I'm not using legacy adapters, and i've installed Linux Integration Components 3.2.
THe problem i'm facing is that the command 'setup' or 'system-config-network' doesn't list any network interfaces. If i run ifconfig -a i can see both the network cards i've attached. By setting a ip using ifconfig i can get network connectivity. The problem is that it's not persistent after a reboot.

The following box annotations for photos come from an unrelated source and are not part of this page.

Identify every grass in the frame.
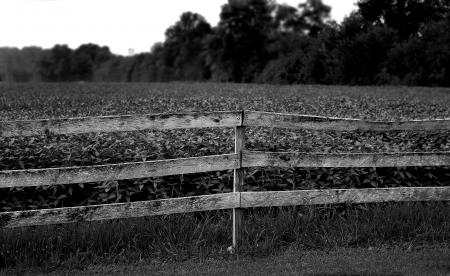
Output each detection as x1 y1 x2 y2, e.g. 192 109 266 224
0 202 450 270
18 246 450 276
0 83 450 270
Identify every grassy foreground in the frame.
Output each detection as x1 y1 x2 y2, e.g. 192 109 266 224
0 83 450 270
12 246 450 276
0 203 450 270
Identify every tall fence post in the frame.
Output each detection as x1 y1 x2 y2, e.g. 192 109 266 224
233 111 245 253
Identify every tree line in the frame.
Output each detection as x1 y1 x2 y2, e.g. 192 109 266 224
0 0 450 86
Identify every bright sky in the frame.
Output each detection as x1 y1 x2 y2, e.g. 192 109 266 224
0 0 356 55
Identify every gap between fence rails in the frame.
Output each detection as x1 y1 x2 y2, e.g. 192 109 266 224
0 110 450 253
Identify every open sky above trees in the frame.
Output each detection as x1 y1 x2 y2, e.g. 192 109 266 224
0 0 356 55
0 0 450 86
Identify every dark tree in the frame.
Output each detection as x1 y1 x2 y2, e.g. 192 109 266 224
163 12 211 80
40 45 73 81
208 0 273 82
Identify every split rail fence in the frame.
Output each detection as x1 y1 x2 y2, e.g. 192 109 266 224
0 111 450 250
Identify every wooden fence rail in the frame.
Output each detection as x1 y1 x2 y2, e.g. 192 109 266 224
0 111 450 252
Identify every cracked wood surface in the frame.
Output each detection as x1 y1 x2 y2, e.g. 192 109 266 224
0 153 239 188
242 151 450 168
0 193 239 228
244 111 450 131
241 187 450 208
0 111 242 137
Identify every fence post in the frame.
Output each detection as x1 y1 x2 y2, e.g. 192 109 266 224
233 111 245 254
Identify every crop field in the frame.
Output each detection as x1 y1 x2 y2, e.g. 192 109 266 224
0 83 450 266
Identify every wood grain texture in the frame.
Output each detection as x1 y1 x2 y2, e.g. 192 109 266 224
244 111 450 131
242 151 450 168
232 126 245 250
241 187 450 208
0 111 242 137
0 153 240 188
0 193 239 228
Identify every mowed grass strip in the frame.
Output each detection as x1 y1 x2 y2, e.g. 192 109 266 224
19 246 450 276
0 202 450 269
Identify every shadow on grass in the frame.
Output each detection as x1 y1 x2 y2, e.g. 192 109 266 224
0 202 450 271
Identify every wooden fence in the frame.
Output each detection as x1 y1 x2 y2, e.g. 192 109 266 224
0 111 450 250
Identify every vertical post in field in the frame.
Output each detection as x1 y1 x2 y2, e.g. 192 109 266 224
233 112 245 253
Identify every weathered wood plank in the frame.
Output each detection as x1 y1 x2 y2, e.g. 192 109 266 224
232 126 245 250
0 111 242 137
0 153 239 188
242 151 450 168
241 187 450 208
244 111 450 131
0 193 239 228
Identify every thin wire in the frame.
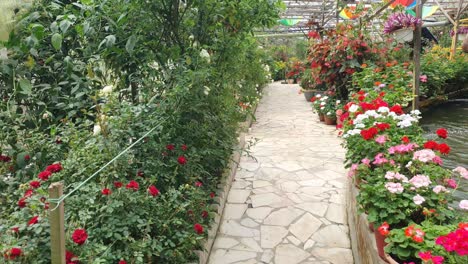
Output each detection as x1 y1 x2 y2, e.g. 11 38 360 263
49 118 167 211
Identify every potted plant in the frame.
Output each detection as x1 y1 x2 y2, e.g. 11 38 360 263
384 13 422 42
450 27 468 41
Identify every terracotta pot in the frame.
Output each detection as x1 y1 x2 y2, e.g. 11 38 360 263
374 231 387 260
325 116 336 125
319 113 325 122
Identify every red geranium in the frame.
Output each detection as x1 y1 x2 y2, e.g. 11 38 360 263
377 222 390 236
437 143 450 155
193 223 203 235
46 163 63 173
125 181 140 191
436 128 448 138
5 247 23 260
177 156 187 165
148 185 159 197
29 181 41 189
166 144 175 151
37 170 52 181
72 228 88 246
424 140 439 150
28 216 39 226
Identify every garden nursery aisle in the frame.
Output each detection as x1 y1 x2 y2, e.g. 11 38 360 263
209 83 353 264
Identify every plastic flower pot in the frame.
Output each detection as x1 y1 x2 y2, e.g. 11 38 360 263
393 28 413 43
319 113 325 122
374 231 387 260
324 115 336 125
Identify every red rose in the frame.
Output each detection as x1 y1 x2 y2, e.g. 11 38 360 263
148 185 159 197
37 170 52 181
101 188 112 195
436 128 447 138
72 228 88 246
390 105 403 115
401 136 410 144
202 211 208 218
18 197 26 208
125 181 140 191
23 189 34 198
424 140 439 150
46 163 63 173
177 156 187 165
166 144 175 151
437 143 450 155
377 222 390 236
193 223 203 235
28 216 39 226
29 181 41 189
5 248 23 260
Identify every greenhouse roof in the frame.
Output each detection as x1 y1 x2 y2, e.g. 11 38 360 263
263 0 468 34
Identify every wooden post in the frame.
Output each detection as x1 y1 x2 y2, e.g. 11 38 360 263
412 0 423 110
49 182 65 264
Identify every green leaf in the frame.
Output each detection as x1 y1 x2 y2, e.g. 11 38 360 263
19 79 32 95
52 33 63 50
125 35 137 54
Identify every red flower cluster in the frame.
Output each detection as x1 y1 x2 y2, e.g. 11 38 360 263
361 127 379 140
125 181 140 191
377 222 390 236
436 128 448 138
3 247 23 260
72 228 88 246
0 155 11 163
405 225 426 243
193 223 203 235
148 185 159 197
436 223 468 256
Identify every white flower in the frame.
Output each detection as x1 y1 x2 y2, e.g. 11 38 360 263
458 200 468 210
93 124 101 135
200 49 210 63
349 105 359 113
101 85 114 95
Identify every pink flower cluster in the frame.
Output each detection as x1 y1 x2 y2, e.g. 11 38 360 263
409 174 431 188
436 223 468 256
388 143 419 154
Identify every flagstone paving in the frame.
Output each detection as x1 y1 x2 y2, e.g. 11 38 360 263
209 83 353 264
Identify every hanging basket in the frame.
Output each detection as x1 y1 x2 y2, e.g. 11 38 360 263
393 28 413 43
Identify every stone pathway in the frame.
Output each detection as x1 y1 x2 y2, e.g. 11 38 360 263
209 83 353 264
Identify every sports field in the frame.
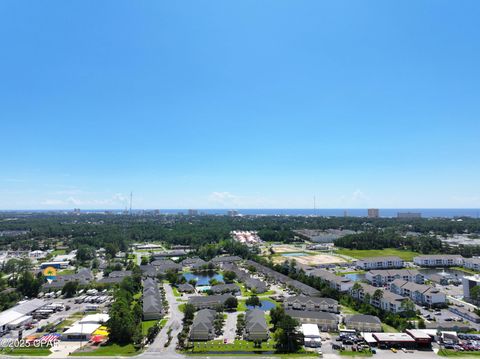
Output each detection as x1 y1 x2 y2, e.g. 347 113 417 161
273 253 347 266
335 248 419 262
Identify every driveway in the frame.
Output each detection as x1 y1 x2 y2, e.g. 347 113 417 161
223 312 239 343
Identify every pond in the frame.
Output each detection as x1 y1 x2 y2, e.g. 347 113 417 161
183 272 223 286
247 300 276 312
282 252 308 257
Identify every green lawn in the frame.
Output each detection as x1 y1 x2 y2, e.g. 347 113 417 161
142 320 158 335
189 340 275 353
160 318 168 328
172 287 182 297
57 269 75 275
70 344 138 356
336 248 419 262
339 350 372 357
340 305 360 314
237 299 247 312
0 347 52 356
438 349 480 358
382 323 398 333
452 267 479 274
50 249 67 256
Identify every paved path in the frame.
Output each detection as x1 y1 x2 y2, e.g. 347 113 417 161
223 312 239 343
140 283 184 358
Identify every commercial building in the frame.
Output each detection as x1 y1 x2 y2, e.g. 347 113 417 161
302 324 322 348
245 309 268 341
285 310 338 331
283 295 339 313
62 314 110 341
372 333 417 349
390 279 447 305
356 256 405 270
0 299 46 332
42 268 93 291
413 254 463 267
462 274 480 300
365 269 425 287
345 314 382 332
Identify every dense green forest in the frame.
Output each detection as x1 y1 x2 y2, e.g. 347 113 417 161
0 213 480 252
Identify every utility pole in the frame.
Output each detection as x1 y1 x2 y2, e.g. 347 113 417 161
130 192 133 215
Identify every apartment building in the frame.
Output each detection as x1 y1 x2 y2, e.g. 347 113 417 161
307 269 354 292
365 269 425 287
463 258 480 271
390 279 447 305
356 256 405 270
350 283 406 313
413 254 463 267
283 296 339 313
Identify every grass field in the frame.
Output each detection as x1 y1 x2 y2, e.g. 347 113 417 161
339 350 372 357
70 344 138 356
193 340 275 353
0 348 52 356
50 249 67 257
172 287 182 297
142 320 158 335
336 248 418 262
57 269 75 275
438 349 480 358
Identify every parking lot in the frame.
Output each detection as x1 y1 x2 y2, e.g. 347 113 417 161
3 292 108 339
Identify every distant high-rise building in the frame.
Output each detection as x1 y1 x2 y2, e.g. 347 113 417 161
368 208 380 218
397 212 422 219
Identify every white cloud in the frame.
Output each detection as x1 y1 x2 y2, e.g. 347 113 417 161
340 189 370 207
208 192 240 207
42 193 128 208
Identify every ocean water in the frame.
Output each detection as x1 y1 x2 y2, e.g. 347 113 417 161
160 208 480 218
7 208 480 218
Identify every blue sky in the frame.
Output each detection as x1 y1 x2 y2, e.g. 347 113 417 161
0 0 480 209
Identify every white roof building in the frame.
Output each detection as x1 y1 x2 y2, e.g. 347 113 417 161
0 299 46 329
302 324 322 347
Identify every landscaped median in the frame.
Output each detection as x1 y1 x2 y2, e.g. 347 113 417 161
70 344 141 356
339 350 372 357
437 349 480 358
0 347 52 356
335 248 419 262
183 339 318 357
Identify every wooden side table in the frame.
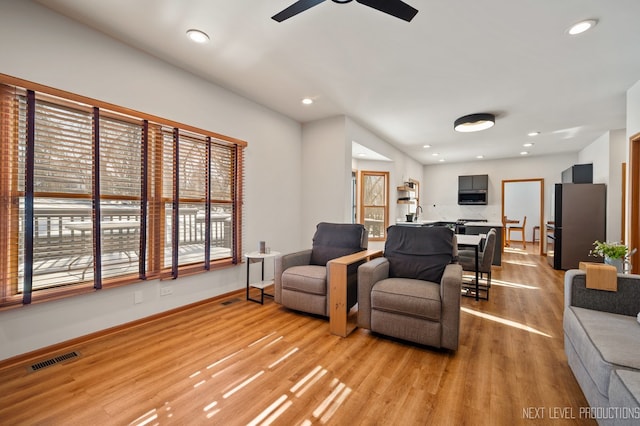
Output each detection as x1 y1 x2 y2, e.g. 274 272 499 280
244 251 280 305
329 250 382 337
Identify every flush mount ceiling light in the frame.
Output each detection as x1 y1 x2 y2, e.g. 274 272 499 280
187 29 209 43
567 19 598 35
453 113 496 133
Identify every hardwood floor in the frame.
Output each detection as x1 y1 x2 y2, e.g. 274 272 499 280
0 246 595 425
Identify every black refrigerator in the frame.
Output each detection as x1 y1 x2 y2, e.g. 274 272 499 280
547 183 607 270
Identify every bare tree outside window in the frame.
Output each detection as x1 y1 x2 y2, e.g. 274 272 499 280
360 171 389 241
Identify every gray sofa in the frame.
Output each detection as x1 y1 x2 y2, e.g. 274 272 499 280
563 269 640 425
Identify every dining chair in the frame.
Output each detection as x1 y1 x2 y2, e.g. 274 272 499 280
507 216 527 248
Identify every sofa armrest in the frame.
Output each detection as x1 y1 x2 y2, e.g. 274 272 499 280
440 263 462 350
358 257 389 329
273 249 311 303
564 269 640 316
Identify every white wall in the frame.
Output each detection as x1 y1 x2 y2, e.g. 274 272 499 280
302 116 351 248
578 129 627 241
422 153 578 226
347 118 423 249
626 80 640 143
0 1 302 360
301 116 422 248
625 80 640 253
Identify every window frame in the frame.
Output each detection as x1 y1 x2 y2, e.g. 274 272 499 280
0 74 247 309
358 170 389 241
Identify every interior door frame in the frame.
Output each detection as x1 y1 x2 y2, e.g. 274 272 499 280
500 178 547 256
627 133 640 274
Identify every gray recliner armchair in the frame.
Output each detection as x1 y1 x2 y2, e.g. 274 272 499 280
274 222 368 316
358 225 462 350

I'm a 100% centos newbie, but I figure it has something to do with that the centos installer couldn't see the NICs on install.
How can I fix this?
Have a look in
/etc/sysconfig/network-scripts/ifcfg-eth0
there should be a line that saysONBOOT=yes
which causes eth0 to be configured when the system starts.In my case once I added the integration services I went in and created the ifcfg-eth0 file with the following
DEVICE=eth0 BOOTPROTO=dhcp HWADDR=(fill in yours) ONBOOT=yes
then I ran system-config-network and added my DNS servers (this may not have been necessary)
once I did that and restarted the network service it started responding to CentOS 6.3 .

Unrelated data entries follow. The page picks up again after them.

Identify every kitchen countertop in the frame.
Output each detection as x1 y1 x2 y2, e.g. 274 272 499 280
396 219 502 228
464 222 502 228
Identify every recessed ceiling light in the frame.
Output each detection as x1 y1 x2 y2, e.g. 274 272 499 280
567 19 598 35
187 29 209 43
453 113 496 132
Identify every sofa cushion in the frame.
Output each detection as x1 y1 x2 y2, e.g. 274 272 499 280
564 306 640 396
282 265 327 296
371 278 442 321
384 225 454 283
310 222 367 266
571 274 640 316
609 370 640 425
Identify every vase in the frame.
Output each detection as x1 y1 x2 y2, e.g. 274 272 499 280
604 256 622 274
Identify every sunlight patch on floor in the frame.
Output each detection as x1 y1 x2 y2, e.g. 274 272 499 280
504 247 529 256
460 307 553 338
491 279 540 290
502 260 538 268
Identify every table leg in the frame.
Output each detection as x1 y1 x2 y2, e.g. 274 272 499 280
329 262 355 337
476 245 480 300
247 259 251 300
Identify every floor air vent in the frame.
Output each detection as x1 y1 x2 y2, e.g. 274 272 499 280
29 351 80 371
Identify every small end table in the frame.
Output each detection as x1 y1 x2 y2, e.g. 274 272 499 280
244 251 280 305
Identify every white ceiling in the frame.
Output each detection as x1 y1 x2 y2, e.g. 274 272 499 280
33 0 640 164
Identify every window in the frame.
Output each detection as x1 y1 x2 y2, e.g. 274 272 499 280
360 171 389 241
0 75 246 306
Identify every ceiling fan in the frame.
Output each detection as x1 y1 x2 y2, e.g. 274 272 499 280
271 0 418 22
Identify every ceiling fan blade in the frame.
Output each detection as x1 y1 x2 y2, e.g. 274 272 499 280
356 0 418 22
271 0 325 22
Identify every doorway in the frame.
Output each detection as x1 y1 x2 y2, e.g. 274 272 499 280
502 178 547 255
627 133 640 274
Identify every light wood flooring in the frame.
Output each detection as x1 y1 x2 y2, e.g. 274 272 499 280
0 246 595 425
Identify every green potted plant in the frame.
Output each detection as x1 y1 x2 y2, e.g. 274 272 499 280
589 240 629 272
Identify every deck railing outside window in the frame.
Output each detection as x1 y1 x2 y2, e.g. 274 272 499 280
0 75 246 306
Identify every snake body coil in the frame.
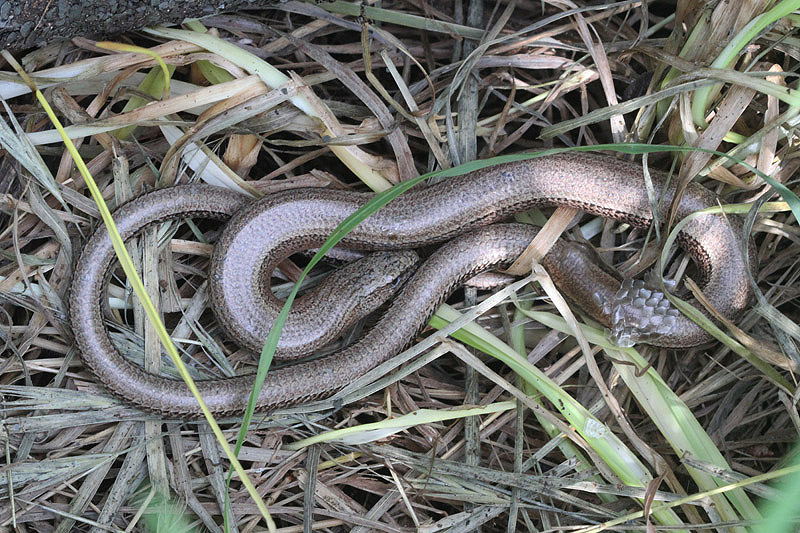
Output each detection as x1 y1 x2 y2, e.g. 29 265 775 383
70 153 751 417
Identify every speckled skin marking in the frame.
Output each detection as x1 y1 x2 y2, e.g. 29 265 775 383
70 153 755 417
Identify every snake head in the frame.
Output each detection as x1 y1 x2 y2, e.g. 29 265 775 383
603 279 680 348
352 250 419 315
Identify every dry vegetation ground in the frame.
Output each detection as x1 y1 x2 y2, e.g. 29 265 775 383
0 0 800 532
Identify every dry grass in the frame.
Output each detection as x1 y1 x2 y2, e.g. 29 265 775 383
0 0 800 532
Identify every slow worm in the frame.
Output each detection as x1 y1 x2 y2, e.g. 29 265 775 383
70 153 755 417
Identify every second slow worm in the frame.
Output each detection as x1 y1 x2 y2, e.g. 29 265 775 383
70 153 754 417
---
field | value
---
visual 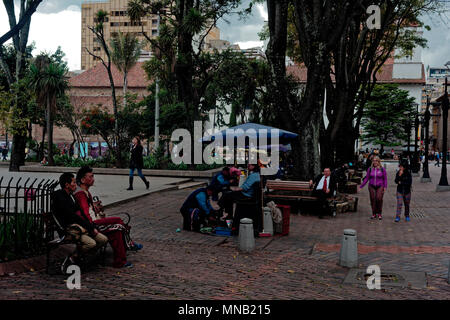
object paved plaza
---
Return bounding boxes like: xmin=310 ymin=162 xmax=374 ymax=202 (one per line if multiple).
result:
xmin=0 ymin=163 xmax=450 ymax=300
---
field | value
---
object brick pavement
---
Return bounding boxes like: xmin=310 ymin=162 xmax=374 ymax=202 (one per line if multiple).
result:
xmin=0 ymin=162 xmax=450 ymax=300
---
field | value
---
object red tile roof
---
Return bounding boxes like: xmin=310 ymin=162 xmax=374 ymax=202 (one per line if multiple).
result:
xmin=69 ymin=62 xmax=151 ymax=88
xmin=286 ymin=63 xmax=426 ymax=85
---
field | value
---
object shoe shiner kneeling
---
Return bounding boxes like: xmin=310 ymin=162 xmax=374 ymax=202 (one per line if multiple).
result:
xmin=180 ymin=186 xmax=218 ymax=231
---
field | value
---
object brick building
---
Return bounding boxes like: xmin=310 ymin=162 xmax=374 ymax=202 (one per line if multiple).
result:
xmin=33 ymin=62 xmax=151 ymax=149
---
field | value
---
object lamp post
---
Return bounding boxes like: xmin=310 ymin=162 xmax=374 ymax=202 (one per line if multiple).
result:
xmin=154 ymin=11 xmax=161 ymax=152
xmin=404 ymin=112 xmax=411 ymax=166
xmin=420 ymin=96 xmax=431 ymax=182
xmin=436 ymin=77 xmax=450 ymax=191
xmin=411 ymin=105 xmax=420 ymax=177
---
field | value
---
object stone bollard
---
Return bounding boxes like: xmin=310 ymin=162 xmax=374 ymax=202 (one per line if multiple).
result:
xmin=447 ymin=261 xmax=450 ymax=284
xmin=263 ymin=207 xmax=273 ymax=236
xmin=239 ymin=218 xmax=255 ymax=252
xmin=339 ymin=229 xmax=358 ymax=268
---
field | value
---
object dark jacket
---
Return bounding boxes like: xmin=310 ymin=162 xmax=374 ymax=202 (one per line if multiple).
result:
xmin=180 ymin=188 xmax=213 ymax=215
xmin=313 ymin=174 xmax=336 ymax=196
xmin=130 ymin=144 xmax=144 ymax=169
xmin=395 ymin=171 xmax=412 ymax=194
xmin=51 ymin=189 xmax=94 ymax=234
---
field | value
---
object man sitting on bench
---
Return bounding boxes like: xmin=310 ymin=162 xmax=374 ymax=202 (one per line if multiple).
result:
xmin=209 ymin=167 xmax=234 ymax=201
xmin=218 ymin=163 xmax=261 ymax=218
xmin=309 ymin=168 xmax=336 ymax=219
xmin=51 ymin=172 xmax=108 ymax=272
xmin=180 ymin=185 xmax=221 ymax=232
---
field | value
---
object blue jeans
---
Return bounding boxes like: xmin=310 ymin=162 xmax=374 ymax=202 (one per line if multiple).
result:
xmin=130 ymin=168 xmax=145 ymax=179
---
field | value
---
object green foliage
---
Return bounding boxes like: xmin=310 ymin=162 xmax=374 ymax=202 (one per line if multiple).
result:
xmin=361 ymin=84 xmax=416 ymax=146
xmin=55 ymin=154 xmax=99 ymax=167
xmin=110 ymin=32 xmax=142 ymax=73
xmin=0 ymin=212 xmax=45 ymax=261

This was under HyperV built into Windows 8 Enterprise
Adding to lain's answer..
I'm running Hyper-V, CentOS 6.2.
CentOS (like almost all modern *nix OSes) uses a set of configuration scripts at startup to configure various parts of the system including network configuration scripts/files.

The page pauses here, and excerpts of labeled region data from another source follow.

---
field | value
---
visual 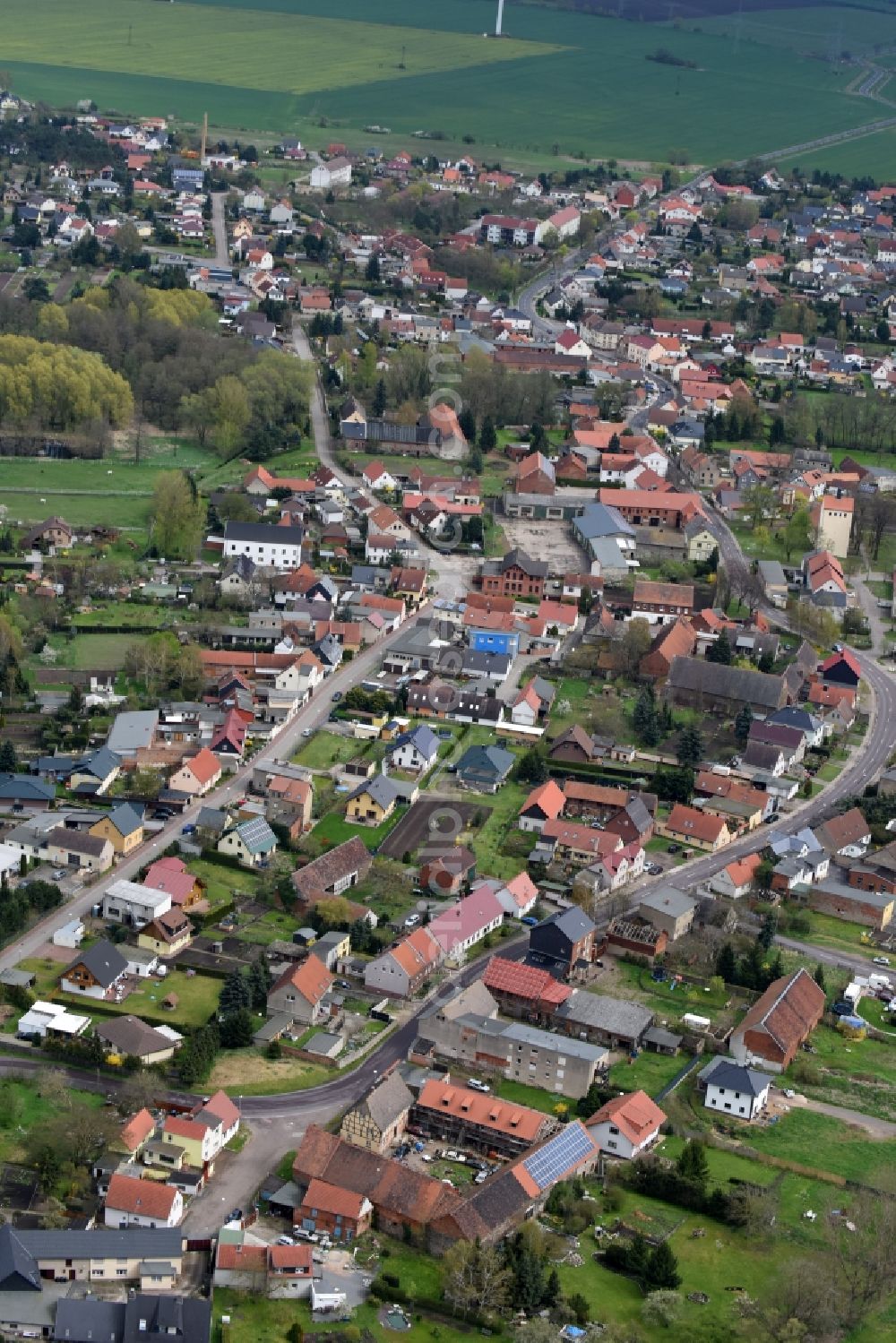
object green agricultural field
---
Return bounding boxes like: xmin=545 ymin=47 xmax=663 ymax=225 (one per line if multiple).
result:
xmin=4 ymin=0 xmax=895 ymax=172
xmin=694 ymin=5 xmax=896 ymax=58
xmin=0 ymin=439 xmax=235 ymax=532
xmin=745 ymin=1108 xmax=896 ymax=1189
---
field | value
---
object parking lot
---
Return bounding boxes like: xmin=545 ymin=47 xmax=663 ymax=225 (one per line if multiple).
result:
xmin=500 ymin=517 xmax=590 ymax=573
xmin=391 ymin=1133 xmax=501 ymax=1189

You can manually edit the relevant file to configure each of the synthetic NICs when the system boots.
The trick seems to be to run the command 'system-config-network' at a shell prompt as root after you've installed the Linux Integration Services. On my CentOS 6.2 instance it detected the virtual network adapter and after I saved my configuration changes and did a reboot I was on the road.